Standard OpenAI-compatible endpoints (/v1/chat/completions, /v1/completions) work as usual. Lemonade forwards requests to the vLLM child process, which exposes the engine's own private endpoints (e.g. /metrics, /version) on a backend-only port surfaced via GET /v1/health (backend_url field) — useful for observability but not proxied through Lemonade.

Tuning

Free-form CLI args can be appended to vllm-server via vllm_args:

# Allow more concurrent sequences and turn on prefix caching
lemonade config set vllm_args="--max-num-seqs 128 --enable-prefix-caching"

Known gotchas

  • Cold first-load JIT. Loading a new model size triggers a Triton kernel compile.
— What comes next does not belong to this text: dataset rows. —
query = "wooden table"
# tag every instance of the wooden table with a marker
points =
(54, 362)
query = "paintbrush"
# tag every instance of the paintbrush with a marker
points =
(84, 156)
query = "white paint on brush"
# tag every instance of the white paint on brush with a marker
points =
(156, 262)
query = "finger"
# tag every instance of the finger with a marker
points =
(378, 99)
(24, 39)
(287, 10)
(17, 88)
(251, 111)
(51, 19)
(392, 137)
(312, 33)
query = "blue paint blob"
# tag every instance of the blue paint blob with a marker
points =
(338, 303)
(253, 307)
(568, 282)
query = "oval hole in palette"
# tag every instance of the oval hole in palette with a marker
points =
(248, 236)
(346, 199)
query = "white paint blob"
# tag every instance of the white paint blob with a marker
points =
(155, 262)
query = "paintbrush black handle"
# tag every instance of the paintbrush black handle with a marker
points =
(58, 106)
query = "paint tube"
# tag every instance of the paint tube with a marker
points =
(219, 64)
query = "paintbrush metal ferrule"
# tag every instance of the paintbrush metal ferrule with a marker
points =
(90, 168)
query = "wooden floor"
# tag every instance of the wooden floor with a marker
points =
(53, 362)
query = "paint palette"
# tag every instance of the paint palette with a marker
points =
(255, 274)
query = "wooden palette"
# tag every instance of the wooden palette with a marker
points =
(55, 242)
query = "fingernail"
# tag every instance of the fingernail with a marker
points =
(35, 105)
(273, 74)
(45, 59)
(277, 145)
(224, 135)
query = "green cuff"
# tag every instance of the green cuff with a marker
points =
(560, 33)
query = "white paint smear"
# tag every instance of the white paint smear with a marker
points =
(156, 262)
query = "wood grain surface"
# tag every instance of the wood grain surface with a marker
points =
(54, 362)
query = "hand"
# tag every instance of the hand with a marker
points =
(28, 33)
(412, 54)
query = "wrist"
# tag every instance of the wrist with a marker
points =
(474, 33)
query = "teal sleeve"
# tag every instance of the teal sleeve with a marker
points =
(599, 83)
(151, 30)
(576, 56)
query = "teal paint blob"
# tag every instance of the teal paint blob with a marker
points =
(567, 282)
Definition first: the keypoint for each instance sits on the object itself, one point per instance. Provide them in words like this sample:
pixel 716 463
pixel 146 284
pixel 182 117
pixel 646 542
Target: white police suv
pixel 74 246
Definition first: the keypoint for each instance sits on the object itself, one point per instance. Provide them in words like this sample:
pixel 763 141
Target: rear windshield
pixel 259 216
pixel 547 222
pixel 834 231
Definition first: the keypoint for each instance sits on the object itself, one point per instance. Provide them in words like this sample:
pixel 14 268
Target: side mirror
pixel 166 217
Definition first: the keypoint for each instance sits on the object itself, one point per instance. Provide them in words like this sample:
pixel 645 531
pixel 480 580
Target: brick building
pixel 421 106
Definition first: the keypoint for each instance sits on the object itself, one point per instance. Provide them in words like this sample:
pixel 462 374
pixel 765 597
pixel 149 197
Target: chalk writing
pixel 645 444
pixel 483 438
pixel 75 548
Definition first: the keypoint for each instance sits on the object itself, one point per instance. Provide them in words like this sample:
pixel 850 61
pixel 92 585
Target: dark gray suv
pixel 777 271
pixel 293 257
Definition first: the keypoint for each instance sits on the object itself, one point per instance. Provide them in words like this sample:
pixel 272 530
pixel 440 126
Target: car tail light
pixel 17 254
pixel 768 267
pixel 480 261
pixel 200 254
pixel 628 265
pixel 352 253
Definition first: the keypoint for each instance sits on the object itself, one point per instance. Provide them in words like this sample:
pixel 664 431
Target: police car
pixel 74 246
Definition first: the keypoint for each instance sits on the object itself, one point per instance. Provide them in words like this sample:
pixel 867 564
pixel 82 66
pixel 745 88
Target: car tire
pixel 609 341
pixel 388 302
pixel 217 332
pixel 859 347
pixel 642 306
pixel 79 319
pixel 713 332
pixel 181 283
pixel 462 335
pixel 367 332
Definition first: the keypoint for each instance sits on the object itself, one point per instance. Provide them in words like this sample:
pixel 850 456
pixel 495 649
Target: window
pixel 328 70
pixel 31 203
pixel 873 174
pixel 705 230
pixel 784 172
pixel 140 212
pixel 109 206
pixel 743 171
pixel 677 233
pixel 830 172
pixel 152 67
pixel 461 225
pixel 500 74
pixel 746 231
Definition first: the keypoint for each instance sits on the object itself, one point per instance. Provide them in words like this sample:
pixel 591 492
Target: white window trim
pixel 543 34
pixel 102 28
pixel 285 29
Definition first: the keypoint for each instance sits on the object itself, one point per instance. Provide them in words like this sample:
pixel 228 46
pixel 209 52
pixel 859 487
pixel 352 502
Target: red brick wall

Expect 20 s – several minutes the first time you hit a given model+shape; subsequent loads of the same shape are faster as kernels cache to disk.
  • FP8 first-load is slow on gfx1151. Cold-loading Qwen/Qwen3-4B-FP8 took ~12 minutes in our test, exceeding Lemonade's default wait_for_ready timeout. The engine selects TritonFp8BlockScaledMMKernel and emits "Using default W8A8 Block FP8 kernel config. Performance might be sub-optimal." warnings — i.e. no AMD-tuned kernel configs are shipped for this GPU's exact shapes, so vLLM autotunes from defaults. FP16 is the most polished path today; FP8 should improve once AMD ships tuned configs.
  • huggingface-hub shadowing. Lemonade launches vllm-server with PYTHONNOUSERSITE=1 so the bundled huggingface_hub is used. If a module-not-found error still appears, ensure ~/.local/lib/python3.12/site-packages/huggingface_hub isn't being injected via PYTHONPATH.
  • Long load times can leave orphaned processes if interrupted. If a load times out at the Lemonade level, vLLM's child EngineCore may continue running in the background and hold VRAM until killed. Look for a VLLM::EngineCor process and kill -9 it before retrying.